August 5th…“TELL OF A MEMORY OF HAVING SPECIAL FRIENDS COME VISIT YOUR HOME.”

There is a warmth that exudes from the chambers of one’s heart when special friends come to call. Even when life’s requirements keep those dear ones thousands of miles away from us; all one has to do is hear of or even think their name and the doors of golden memories swing wide to welcome them once again, in proxy, for the gold that their very life enriched you with.


Our family’s beloved farming neighbors, Evert & Oda Meyer, wore the title “Special Friends” with elegance for many decades. Even though they both now rest upon Heaven’s Shores, their memory in our hearts glows on with much love!! Our brother, Lowell, from his earliest days of Grade School, has always been kindred spirits with the Meyer’s eldest son, James. As time passed, and since the majority of Minnesota families were of the farming culture, it was only natural that our two families were brought even closer through an agricultural fraternity known as 4-H Club.

Brother Lowell relates how the Meyer family, and numerous other 4-H families would gather, with their cows, at our farm to learn how to best train, prepare and show animals at our local Faribault County Fair each year in Blue Earth, Minnesota. Our local 4-H Chapter was known as “The Kee Club”. Adult leadership would instill proper etiquette into their young teen charges and demonstrate showmanship and animal care, in hopes that some of the club members may garner the coveted honor of winning a Blue Ribbon or maybe even a Grand Champion rating for their animal. Once club formalities were completed, for that night, animals were loaded back into respective pickup trucks and/or trailers. Then, it was time for club families to enjoy a fun time of visiting, food and family fun for the rest of that evening.

In 1967, our parents, Russell & Clarice, sold our farm and moved our family out to Washington State. We were so lonely and sincerely missed our deeply loved family and friends back home in Minnesota. To help alleviate that loneliness came the grand news that Evert & Oda Meyer had started a new job and lifestyle. The Meyers had secured employment with the famed “Winnebago Industries” that headquartered in Forest City, Iowa. Their new job? Deliver brand new recreational vehicle motor-homes all across America.

Just think, your JOB is to climb into a sparkling new motor-home and drive that beauty to almost every one of the States in our wide open country of America. AMAZING, ya? The company paid them a wage AND, if I recall, paid for their airfare back home again, too, after they dropped the rig off at a local dealership, that is. Oh true, as in any job, there’s the fatigue of long hours on the freeways, fighting rush hour traffic in the big cities, and I’m sure they likely had to deal with inclement weather along the way. Yet, for us lonely, former Minnesotans, it was pure joy to hear of these precious friends that were on their way again to visit us for an evening when dropping off a new motor-home in the Portland, Oregon area.
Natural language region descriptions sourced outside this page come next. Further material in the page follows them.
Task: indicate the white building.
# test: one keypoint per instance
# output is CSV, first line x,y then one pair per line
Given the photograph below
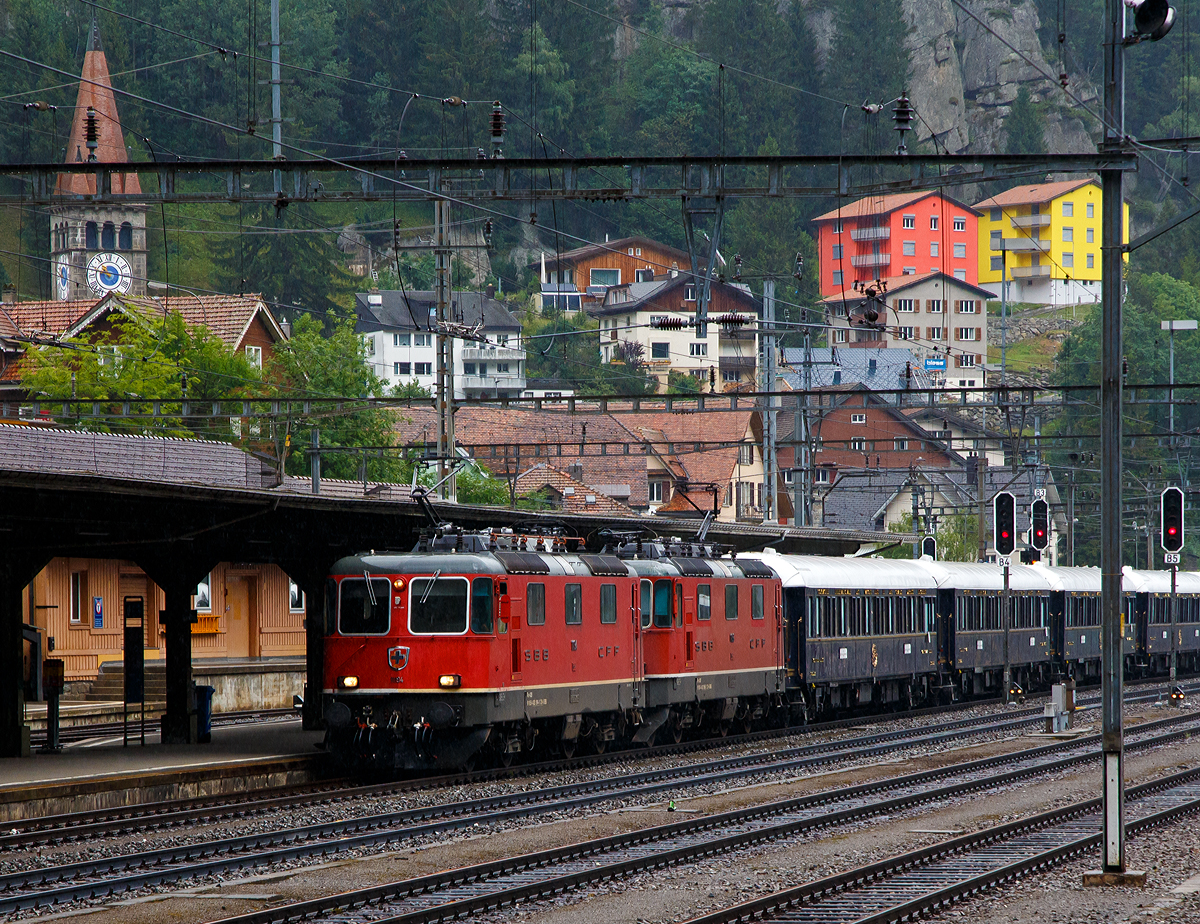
x,y
399,331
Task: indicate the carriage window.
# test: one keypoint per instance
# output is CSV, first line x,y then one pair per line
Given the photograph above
x,y
535,604
573,604
437,606
607,604
365,610
481,606
661,604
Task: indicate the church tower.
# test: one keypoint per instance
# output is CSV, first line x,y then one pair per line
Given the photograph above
x,y
97,249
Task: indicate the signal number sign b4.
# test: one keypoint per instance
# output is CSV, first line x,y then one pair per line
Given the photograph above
x,y
1171,534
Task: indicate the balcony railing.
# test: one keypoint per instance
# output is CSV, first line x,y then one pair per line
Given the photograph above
x,y
870,234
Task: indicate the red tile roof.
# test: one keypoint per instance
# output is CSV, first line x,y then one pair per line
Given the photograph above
x,y
1039,192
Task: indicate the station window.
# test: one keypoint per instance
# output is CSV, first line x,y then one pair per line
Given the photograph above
x,y
481,606
607,604
535,604
573,604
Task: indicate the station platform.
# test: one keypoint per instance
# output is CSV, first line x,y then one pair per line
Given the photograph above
x,y
101,772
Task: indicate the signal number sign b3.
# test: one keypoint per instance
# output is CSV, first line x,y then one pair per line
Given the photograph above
x,y
1171,534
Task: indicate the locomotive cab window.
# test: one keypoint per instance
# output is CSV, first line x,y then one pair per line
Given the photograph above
x,y
364,607
437,606
573,604
481,622
663,605
607,604
535,604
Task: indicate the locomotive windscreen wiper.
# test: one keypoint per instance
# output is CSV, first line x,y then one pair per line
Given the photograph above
x,y
430,588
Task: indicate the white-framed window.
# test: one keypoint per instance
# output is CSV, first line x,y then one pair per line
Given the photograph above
x,y
295,598
204,594
604,277
78,595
We were all giddy with excitement whenever Mom would get a call from Oda letting us know they were on the way west again to deliver yet another luxurious new motor-home to one of the dealerships south of us in Portland, Oregon. It was like a classic family reunion as they’d pull into our driveway, there in Battle Ground, Washington, with their big rig of vacationing possibilities. Joyous handshakes and hugs were followed by the customary tour of the latest and greatest model of the Winnebago motor-home for that particular year.
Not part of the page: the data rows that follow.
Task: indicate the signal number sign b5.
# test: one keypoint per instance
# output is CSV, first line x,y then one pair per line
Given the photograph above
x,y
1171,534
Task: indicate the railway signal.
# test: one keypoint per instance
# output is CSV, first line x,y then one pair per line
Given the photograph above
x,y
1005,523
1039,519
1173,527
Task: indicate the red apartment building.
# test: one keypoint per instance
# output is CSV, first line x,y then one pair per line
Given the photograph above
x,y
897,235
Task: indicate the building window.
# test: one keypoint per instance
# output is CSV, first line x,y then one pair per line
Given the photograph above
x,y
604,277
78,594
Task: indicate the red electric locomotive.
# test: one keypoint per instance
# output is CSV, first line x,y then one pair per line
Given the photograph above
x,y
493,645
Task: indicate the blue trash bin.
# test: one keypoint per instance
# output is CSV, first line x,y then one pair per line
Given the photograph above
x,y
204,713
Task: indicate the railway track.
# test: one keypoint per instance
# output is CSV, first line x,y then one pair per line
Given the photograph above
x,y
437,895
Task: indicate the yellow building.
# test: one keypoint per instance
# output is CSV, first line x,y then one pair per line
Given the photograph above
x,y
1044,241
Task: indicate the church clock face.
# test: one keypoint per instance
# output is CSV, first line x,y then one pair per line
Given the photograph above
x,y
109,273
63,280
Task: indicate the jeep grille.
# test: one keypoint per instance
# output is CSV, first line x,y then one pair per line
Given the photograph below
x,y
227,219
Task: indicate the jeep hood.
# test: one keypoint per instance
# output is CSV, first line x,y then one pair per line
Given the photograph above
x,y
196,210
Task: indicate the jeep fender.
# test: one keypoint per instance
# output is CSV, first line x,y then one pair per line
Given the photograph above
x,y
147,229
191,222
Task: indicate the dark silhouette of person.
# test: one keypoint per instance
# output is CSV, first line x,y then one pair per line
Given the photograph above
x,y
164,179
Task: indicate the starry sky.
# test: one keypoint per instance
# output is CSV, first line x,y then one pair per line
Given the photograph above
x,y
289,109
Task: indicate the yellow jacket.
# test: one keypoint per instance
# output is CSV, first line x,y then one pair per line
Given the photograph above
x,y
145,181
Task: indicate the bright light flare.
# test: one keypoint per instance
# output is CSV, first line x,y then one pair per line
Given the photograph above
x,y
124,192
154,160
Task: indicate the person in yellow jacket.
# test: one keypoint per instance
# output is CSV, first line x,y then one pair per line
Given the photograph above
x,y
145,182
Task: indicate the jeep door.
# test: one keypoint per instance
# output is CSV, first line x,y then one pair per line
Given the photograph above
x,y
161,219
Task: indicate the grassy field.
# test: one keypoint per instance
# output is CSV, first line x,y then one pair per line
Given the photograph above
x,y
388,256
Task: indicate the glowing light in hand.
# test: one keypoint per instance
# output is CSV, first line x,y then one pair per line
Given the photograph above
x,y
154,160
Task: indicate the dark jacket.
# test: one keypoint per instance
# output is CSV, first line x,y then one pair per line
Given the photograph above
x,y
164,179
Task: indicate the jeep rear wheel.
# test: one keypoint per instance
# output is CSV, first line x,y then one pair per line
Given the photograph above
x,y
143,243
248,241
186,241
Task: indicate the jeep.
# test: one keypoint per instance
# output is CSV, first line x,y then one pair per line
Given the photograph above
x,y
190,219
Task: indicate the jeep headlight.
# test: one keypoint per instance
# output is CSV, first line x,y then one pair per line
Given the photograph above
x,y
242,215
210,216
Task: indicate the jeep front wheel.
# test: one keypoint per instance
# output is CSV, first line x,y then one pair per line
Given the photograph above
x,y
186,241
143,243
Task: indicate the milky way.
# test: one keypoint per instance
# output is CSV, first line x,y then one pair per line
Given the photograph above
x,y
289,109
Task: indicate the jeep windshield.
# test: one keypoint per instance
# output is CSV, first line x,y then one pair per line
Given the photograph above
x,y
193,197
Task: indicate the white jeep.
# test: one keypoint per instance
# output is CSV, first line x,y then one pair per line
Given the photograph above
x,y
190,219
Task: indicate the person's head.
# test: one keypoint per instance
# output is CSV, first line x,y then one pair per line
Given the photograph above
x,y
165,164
The Meyer’s loving occasions with us were usually just for overnight. In the morning, they’d have to deliver their RV to the dealership in Portland and then get themselves over to Portland International Airport to fly back home to the Midwest and pickup the next Winnebago and be off to a new State. For those single evenings, though, our family made the most out of each happy hour. Seemingly, gallons of coffee flowed into cups with saucers while giant amounts of love and food were dispensed across our dining room table.

Mom and Oda Meyer were closer than sisters. So, when visiting our home, those two kindred spirits would spend the evening hours talking about quilting, gardening, hometown news and any other happy topic that would endear the one to the other. On the male side of the visiting spectrum, our father, Russell, and Evert (who were still farmers at heart) would chew the fat about all that was recently happening back home around the Kiester, Minnesota area. There was a kind-hearted camaraderie between these two men for the homeland of southern Minnesota that they had known so well as they both had farmed the rich, fertile croplands of that region for the largest share of their respective lives.
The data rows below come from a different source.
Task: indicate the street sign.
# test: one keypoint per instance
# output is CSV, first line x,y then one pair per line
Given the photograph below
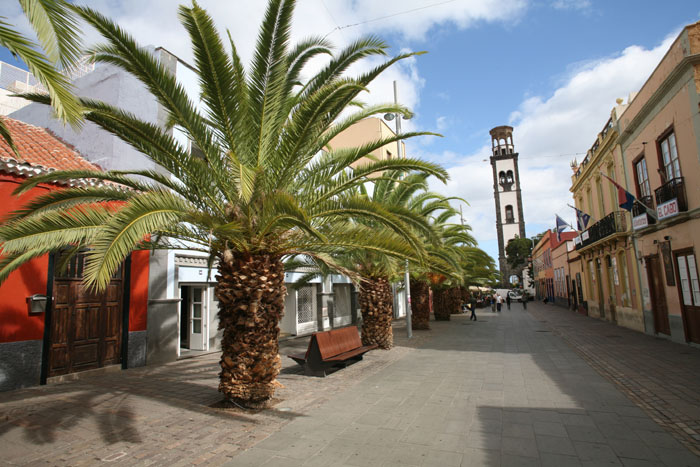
x,y
667,209
640,222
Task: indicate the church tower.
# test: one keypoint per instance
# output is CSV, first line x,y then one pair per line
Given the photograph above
x,y
506,193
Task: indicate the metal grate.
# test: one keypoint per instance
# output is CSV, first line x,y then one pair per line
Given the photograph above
x,y
305,312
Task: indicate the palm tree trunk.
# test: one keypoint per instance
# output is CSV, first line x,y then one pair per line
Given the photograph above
x,y
420,304
441,304
376,305
251,302
455,300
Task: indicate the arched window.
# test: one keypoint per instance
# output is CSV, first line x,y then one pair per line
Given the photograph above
x,y
624,279
509,214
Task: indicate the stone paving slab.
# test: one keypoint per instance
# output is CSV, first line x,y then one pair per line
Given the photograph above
x,y
661,377
507,390
159,415
503,391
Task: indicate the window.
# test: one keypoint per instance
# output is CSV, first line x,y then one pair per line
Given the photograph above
x,y
625,287
613,190
591,271
509,214
599,191
642,178
688,273
669,157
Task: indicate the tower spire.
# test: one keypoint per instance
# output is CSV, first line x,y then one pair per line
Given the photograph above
x,y
510,222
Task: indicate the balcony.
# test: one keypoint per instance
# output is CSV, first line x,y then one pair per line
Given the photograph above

So gentle was the love between our mother, Clarice, and Oda Meyer. Such a deep respect and admiration they had for each other. I find it a sweet parallel that each of their maiden names began with an “S” (Clarice’s maiden name was Sletten and Oda’s maiden name was Scherb). In a winsome way, it was like they were sisters separated, in the eons of the past, and then brought together, in their farming years. They were two sweet souls that manifested and relished such love that, to this day, I can still count the innumerable sweet moments that they bestowed upon each other. Such a pure friendship casts a warm glow in the heart of this Norwegian Farmer’s Son.